I’m bearish on certain pockets or certain approaches in the scene, sure. But onchain infra, particularly around UX, is lightyears better now than it was in 2021 (after which the vast majority of the “dead” games above launched). The bubbly excesses of that era have been washed out of the market, too, and the advent of AI coding means building games, and building new types of games, is only going to keep getting faster and easier.

You can already see these threads coming together today if you zoom into the right places. A prime example I think of here is the Starknet gaming ecosystem. Starknet itself is performant and natively supports account abstraction, so stuff like session keys, 1-click tx bundles, etc. And then atop Starknet are great bespoke tools like Dojo (an onchain game engine), Cartridge (a gaming smart contract wallet), and Starkzap (an AI-friendly SDK for easily building Starknet apps).

A natural result of these pillars is that Starknet is very flexible for game devs, and here builders can readily build games that abstract away crypto’s clunky elements, such that these titles, big or small, feel like actual recreation to players instead of thinly-veiled onchain casinos.

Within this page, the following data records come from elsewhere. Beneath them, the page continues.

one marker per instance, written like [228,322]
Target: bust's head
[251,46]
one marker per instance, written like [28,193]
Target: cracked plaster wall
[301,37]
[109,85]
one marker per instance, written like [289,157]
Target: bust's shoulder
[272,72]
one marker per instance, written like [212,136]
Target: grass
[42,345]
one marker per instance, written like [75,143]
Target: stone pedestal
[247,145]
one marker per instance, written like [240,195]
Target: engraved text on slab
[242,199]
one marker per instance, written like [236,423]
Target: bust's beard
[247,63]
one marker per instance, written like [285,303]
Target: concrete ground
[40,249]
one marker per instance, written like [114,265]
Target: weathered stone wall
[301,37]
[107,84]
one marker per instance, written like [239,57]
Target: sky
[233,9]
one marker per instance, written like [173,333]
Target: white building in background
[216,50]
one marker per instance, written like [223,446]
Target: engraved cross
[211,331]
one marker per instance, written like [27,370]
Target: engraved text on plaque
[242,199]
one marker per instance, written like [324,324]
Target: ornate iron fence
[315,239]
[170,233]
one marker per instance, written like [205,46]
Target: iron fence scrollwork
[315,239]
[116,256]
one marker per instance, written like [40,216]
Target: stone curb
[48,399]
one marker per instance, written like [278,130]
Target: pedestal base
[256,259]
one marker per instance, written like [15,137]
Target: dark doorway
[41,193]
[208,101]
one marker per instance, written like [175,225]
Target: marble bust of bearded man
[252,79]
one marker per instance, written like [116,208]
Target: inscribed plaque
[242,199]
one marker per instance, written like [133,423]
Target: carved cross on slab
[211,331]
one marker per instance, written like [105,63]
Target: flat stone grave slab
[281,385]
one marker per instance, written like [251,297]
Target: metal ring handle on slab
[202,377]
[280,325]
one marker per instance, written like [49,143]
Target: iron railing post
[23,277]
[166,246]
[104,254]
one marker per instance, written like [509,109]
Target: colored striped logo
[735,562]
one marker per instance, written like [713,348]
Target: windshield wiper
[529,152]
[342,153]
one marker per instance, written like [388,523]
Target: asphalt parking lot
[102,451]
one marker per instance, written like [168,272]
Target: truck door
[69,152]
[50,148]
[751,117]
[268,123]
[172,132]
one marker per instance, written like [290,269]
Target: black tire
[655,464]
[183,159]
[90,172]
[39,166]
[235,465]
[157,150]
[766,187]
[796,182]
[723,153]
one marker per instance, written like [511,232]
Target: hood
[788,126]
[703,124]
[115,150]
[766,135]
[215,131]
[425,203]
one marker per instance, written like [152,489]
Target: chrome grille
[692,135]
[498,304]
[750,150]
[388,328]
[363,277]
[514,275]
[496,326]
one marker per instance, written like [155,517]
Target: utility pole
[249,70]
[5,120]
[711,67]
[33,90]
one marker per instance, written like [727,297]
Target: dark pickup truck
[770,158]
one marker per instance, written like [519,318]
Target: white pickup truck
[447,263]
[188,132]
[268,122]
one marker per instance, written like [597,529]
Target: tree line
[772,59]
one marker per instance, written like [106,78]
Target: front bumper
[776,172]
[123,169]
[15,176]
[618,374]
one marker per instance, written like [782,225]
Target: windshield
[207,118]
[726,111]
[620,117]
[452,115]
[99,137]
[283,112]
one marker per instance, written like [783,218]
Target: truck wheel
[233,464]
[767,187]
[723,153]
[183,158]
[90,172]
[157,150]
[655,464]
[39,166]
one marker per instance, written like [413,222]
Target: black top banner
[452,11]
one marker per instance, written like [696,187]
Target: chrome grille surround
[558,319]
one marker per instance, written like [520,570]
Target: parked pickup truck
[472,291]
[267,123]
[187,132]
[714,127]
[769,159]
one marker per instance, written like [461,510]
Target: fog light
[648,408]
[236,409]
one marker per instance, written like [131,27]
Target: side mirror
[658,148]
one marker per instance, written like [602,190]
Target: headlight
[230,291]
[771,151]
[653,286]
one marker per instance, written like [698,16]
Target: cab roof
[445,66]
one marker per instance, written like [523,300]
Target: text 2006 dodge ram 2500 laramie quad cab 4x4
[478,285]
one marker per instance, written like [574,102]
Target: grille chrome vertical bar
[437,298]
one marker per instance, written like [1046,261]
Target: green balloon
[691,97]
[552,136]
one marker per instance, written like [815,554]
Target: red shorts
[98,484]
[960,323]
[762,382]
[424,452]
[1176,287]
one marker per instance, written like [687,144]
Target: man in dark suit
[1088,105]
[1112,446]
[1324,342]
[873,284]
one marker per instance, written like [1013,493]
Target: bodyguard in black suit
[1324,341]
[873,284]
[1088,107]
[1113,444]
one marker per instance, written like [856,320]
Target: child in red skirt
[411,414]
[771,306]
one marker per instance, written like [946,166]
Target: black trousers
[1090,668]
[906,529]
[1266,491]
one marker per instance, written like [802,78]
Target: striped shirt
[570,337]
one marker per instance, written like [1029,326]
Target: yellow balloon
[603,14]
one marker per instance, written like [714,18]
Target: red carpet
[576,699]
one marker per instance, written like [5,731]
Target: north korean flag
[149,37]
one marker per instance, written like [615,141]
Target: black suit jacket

This reality is why some of the most complex onchain games today, like Realms, build on Starknet. Not only was Realms S1 the most sophisticated onchain gaming I’ve tried so far, but plenty of times during it I forgot I was playing a “crypto game” at all. That’s what Starknet offers now.

When you pull all of this together, and to the extent that Starknet is indicative of possibilities on other chains, there are grounds to be bullish on crypto gaming’s future in general.

Starknet has a strong instantiation of the “easy building + good onchain infra” advantage, yet other chain ecosystems can and will continue to make their own inroads toward easy building + good gaming infra, sometimes directly and sometimes incidentally. In this light, to me Starknet and the kinds of things that are being built on Starknet now are previews of what will come more widely in crypto gaming later.

For instance, the Dojo community just held its Game Jam VIII hackathon, which saw +30 games built over the course of this past weekend using Starknet, Dojo, and etc. If you look across all the submissions, some trends stick out:

  • Some of the titles used fully onchain economies + mechanics, like Planets.

  • Some of them were remixes of classic games, like Linot and Crossword Clash.

  • A third of the entries used commit-reveal proofs and ZK verification for trustless hidden game state, like Cipher, Contagion, Dark Waters, and Pokerstarks.

  • A handful of the titles also integrated AI as a first-class mechanic. For example, in 0xCIV players steer their civilization via text commands to Claude, while Rekkaimon Forge makes its pocket monster sprites procedurally via Google Gemini.

These Game Jam VIII experiments were built by small teams over a period of a few days, but they’re already showing us what’s coming in crypto gaming. Rapid iteration, build with any engine (Dojo, CairoVM, Godot, etc.) for any genre. New kinds of onchain gaming economies, new kinds of AI games, new kinds of zero-trust multiplayer titles.

These are all areas that developers have really only just begun to explore. To think there is no future for crypto gaming when there is so much frontier left in front of us is a mistake, in my opinion. I used the Starknet ecosystem above to illustrate my grand point, as I see the chain as the tip of the spear here. The bottom line is that it’s now possible to build better crypto games faster than ever before, and in unprecedented directions.

Personally, I’m optimistic about what that reality bodes for gaming in general. This is the start of a promising new era.